For low-income individuals, the struggle to maintain work can be the most difficult struggle in one’s life.

Simply getting to work can be the second-biggest issue. Absent vehicles, unreliable vehicles or a strict bus schedule can make getting back and forth a full-time job in itself.

To provide some assistance, Central Pennsylvania Community Action Inc. has developed the Vehicle Assistance Program. This pilot program, aided by a $150,000 block grant from the Department of Community and Economic Development, seeks to help low-income workers with vehicle purchases and other vehicle issues.

CPCA is partnering with the Center for Community Action and Blair County Community Action to cover Centre, Clearfield, Huntington, Fulton, Bedford and Blair counties.

Funding for these programs is awarded to organizations that want to try innovative programs on a regional scale, CPCA Executive Director Stacy LoCastro said. Many applied for the funding, but CPCA was chosen.

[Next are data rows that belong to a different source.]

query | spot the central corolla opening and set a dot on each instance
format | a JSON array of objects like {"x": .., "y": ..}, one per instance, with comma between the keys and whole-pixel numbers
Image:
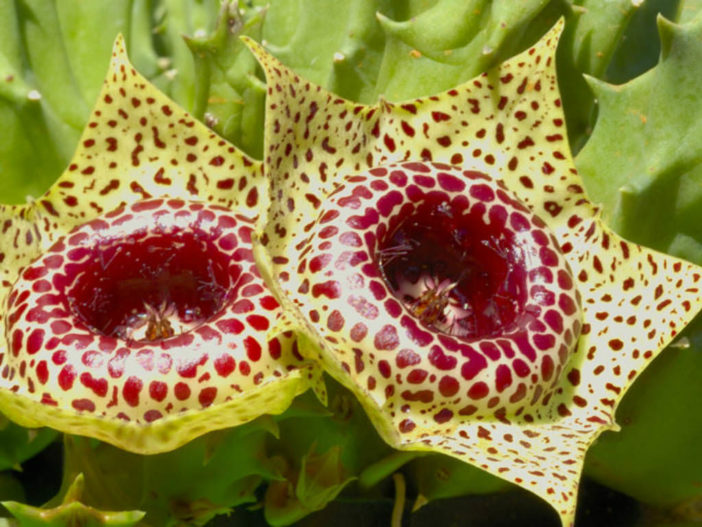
[
  {"x": 151, "y": 285},
  {"x": 456, "y": 273}
]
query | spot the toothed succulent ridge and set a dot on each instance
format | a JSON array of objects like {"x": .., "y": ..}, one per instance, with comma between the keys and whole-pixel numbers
[
  {"x": 403, "y": 239},
  {"x": 133, "y": 310},
  {"x": 438, "y": 257}
]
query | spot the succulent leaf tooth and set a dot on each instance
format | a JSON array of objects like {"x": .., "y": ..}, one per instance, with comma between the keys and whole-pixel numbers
[{"x": 331, "y": 163}]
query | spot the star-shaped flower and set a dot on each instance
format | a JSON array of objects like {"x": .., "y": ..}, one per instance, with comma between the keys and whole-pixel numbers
[
  {"x": 132, "y": 308},
  {"x": 443, "y": 258}
]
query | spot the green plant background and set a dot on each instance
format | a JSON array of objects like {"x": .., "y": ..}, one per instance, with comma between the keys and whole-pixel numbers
[{"x": 630, "y": 74}]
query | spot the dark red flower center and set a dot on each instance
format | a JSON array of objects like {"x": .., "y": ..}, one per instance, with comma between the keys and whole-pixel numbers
[
  {"x": 456, "y": 273},
  {"x": 151, "y": 284}
]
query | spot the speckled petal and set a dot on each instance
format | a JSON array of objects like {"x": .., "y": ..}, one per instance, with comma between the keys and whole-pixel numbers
[
  {"x": 144, "y": 168},
  {"x": 508, "y": 124}
]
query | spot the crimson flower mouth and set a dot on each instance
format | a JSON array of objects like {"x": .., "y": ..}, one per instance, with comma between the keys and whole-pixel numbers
[
  {"x": 440, "y": 279},
  {"x": 146, "y": 312}
]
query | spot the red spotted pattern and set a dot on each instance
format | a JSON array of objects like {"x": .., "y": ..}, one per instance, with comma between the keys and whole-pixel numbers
[
  {"x": 507, "y": 123},
  {"x": 59, "y": 359},
  {"x": 445, "y": 377}
]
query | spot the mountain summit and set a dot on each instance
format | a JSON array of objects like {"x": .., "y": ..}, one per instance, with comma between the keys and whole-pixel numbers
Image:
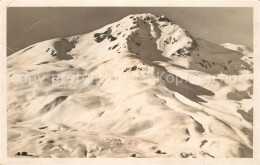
[{"x": 141, "y": 86}]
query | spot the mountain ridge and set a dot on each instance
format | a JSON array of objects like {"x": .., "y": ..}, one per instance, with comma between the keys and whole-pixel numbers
[{"x": 149, "y": 88}]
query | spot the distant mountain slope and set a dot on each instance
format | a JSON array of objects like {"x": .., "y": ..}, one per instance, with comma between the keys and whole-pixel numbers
[{"x": 145, "y": 87}]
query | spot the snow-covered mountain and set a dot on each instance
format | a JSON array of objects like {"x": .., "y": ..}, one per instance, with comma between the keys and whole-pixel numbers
[{"x": 140, "y": 87}]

The lack of affordable housing creates longer commuting times, the release said. For Centre County, the average commute time is about 20 minutes. Reliable transportation is necessary to holding jobs due to long commute times.

“There’s still a struggle in this area with people who still have a job or a job offer but are stuck where they are,” LoCastro said. “There’s nothing between Clearfield and Centre counties, and once you’re outside of CATA, there’s not a good system set up.”

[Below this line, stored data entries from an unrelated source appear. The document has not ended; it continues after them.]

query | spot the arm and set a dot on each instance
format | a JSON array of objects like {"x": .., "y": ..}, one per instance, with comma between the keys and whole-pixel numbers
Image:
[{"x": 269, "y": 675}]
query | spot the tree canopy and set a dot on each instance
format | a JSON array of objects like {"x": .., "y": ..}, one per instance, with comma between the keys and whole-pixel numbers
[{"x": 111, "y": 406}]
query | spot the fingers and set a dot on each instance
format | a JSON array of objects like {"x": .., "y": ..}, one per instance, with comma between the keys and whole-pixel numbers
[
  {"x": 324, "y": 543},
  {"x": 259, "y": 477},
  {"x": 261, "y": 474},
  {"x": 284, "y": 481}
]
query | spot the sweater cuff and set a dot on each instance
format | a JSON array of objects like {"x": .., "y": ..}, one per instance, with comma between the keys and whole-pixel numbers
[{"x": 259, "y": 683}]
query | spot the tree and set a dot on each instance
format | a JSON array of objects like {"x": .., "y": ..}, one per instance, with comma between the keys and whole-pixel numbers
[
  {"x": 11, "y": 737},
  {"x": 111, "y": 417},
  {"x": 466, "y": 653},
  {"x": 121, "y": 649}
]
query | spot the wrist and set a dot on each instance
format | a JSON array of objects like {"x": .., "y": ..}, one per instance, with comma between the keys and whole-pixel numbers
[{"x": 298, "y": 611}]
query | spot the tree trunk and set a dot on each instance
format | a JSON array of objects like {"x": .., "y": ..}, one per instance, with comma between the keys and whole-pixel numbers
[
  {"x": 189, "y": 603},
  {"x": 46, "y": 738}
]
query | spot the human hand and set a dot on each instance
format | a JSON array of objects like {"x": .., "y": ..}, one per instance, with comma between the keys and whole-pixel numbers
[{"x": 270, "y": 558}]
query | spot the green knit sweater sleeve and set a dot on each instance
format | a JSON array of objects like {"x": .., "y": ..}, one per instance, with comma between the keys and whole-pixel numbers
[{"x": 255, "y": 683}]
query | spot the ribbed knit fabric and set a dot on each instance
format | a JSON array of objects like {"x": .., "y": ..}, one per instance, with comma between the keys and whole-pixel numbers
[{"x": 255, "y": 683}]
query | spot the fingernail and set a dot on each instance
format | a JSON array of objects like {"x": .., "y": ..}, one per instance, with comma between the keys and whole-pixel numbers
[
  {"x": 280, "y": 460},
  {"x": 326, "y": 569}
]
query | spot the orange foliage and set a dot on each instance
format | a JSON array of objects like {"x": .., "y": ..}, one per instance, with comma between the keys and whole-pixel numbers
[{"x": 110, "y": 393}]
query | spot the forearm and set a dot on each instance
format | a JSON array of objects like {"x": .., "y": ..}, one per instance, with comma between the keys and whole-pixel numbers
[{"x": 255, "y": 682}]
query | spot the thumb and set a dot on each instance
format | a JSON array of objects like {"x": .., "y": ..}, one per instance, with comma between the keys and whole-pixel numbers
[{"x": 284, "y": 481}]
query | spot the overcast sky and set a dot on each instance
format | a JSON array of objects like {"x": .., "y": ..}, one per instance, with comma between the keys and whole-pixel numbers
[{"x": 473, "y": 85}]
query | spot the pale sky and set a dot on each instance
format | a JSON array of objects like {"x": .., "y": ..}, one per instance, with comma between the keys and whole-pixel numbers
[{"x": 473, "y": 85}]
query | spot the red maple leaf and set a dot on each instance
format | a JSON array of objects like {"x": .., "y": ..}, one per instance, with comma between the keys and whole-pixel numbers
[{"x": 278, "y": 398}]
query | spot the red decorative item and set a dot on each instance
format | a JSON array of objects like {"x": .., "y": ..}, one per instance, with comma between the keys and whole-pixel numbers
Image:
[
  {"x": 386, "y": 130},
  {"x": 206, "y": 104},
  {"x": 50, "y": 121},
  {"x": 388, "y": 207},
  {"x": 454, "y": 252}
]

Even those who use public transit have troubles, she said. Although, she said, CATA is a great system, work schedules don’t always mesh with bus schedules, and it would be impossible to accommodate everyone’s needs.

The program will provide an allotment of up to $2,500 to help purchase a vehicle from a certified dealership, $1,000 for larger repairs and up to $50 for necessary services to keep the vehicle running, such as state inspections. CPCA will also work with local banks to provide low-interest loans and with the County Assistance Office, which can provide onetime grants of up to $1,500.

Those applying for grant funds must meet certain requirements. Individuals must be under 125 percent of the poverty line, currently working or have an offer of employment and without any other vehicle in the home.

So far, individuals seeing new vehicles versus vehicles needing repairs is about half and half, employment program coordinator Timothy Finney said. Some who seek funds may not even have a license, and the CPCA is able to work through that issue to help in obtaining permits and licenses.

The $150,000 grant is a one-time fund, and LoCastro said she hopes to find additional funding in the future to keep the program running.

“Trying to find the funding to do things like this anymore is difficult,” she said, “but they are out there.”